The letter, sent by committee chair Suzette McQueen, addressed how the women's programs had less access to weight rooms and equipment than the men's teams received at their respective NCAA tournaments.
"I write to express the committee's shock and disappointment over the disparate treatment in the NCAA Division I Basketball Tournament and the inequitable availability of strength training facilities. This appears to extend to limited food options and other tournament amenities," the letter said.
"It undermines the NCAA's authority as a proponent and guarantor of Title IX protections, and it sets women's college athletics back across the country."
In response to public complaints from several team's performance coaches and WNBA players about the unequal accommodations, an NCAA representative told The Washington Post's Molly Hensley-Clancy on Thursday that it didn't think there would be enough space for full weight rooms because the convention center hosting the women's tournament is smaller.
"We acknowledge that some of the amenities teams would typically have access to have not been as available inside the controlled environment," NCAA vice president Lynn Holzman told the Post in a statement. "In part, this is due to the limited space and the original plan was to expand the workout area once additional space was available later in the tournament.
"However, we want to be responsive to the needs of our participating teams, and we are actively working to enhance existing resources at practice courts, including additional weight training equipment."
That explanation wasn't a satisfactory excuse for some coaches and players.
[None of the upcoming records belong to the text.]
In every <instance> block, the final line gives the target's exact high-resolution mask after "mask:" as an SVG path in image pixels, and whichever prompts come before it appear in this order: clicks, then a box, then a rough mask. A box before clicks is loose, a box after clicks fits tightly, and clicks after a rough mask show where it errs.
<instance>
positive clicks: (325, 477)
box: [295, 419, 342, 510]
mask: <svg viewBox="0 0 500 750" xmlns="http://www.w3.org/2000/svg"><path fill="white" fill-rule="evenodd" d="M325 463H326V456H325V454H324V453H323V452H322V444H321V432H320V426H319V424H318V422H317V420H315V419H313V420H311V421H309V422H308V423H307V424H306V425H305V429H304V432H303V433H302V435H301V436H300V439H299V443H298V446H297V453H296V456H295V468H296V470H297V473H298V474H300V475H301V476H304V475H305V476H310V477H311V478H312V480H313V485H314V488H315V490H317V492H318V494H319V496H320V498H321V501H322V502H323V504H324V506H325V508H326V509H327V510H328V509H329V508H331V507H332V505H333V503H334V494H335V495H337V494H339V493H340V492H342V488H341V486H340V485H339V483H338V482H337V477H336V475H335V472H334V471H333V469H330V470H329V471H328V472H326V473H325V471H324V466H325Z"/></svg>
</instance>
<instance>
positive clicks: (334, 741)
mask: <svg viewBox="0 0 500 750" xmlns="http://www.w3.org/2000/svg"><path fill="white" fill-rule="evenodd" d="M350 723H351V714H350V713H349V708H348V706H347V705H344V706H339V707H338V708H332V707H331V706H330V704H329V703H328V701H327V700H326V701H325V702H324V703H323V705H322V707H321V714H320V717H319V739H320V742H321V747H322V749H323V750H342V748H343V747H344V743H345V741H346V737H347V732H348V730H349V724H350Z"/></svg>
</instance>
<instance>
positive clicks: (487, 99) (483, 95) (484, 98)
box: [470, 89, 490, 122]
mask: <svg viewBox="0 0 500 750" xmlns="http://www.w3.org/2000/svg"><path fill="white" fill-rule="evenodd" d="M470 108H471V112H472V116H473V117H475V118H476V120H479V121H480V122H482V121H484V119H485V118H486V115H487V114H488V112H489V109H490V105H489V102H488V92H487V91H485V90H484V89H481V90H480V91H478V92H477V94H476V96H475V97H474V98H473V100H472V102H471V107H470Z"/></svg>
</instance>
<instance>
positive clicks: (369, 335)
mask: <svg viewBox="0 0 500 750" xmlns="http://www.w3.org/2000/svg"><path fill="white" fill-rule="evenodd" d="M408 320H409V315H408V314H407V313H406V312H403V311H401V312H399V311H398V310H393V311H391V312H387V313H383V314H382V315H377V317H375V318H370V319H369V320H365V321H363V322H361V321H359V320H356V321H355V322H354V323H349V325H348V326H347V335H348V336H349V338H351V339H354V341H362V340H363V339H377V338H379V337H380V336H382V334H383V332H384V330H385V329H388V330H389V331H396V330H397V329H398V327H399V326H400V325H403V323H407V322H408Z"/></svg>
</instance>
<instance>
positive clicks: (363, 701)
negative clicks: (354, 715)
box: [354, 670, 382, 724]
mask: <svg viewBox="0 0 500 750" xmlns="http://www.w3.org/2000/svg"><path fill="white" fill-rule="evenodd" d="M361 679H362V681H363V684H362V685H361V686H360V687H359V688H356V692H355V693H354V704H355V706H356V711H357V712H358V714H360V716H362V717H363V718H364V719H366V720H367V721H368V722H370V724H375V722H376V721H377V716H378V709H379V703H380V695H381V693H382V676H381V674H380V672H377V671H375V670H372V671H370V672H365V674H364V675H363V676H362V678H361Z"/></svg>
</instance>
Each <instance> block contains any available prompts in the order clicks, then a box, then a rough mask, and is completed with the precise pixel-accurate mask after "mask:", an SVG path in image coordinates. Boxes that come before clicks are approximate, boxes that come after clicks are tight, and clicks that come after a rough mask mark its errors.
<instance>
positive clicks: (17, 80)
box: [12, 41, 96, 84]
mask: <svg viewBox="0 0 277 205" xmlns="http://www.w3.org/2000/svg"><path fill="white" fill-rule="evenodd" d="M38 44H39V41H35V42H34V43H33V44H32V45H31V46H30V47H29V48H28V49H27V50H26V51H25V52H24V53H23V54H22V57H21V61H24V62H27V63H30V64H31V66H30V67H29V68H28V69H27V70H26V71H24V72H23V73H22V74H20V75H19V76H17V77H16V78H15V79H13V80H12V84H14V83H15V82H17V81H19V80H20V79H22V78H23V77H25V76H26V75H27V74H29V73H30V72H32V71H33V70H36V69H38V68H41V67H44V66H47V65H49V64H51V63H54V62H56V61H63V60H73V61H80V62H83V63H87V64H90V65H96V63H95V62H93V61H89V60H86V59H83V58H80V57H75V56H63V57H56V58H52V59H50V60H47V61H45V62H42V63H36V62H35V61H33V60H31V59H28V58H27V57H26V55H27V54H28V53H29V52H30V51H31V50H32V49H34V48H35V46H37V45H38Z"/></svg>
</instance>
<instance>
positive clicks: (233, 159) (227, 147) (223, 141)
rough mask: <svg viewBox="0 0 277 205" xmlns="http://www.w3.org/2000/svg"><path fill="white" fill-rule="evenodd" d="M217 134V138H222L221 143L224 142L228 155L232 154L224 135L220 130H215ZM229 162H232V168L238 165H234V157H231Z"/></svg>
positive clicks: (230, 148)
Will Abrams, the director of player development for the Rutgers women's team, tweeted a video of a large, open gymnasium with the caption, "Not enough space."
While the men's tournament has a full weight room, the women's programs have access to six sets of dumbbells, yoga mats and a single stationary bike until the Sweet 16, according to The Athletic's Chantel Jennings.
Teams that advance to the Sweet 16 will have access to more workout equipment than they do now, though as Jennings pointed out, it'll still be less than what the men's teams have in their weight room.
Several WNBA players reacted to the unequal accommodations. Liberty's Sabrina Ionescu tweeted, "Women's @NCAA bubble weight room vs Men’s weight room... thought this was a joke. WTF is this?!? To all the women playing in the @marchmadness tournament, keep grinding!"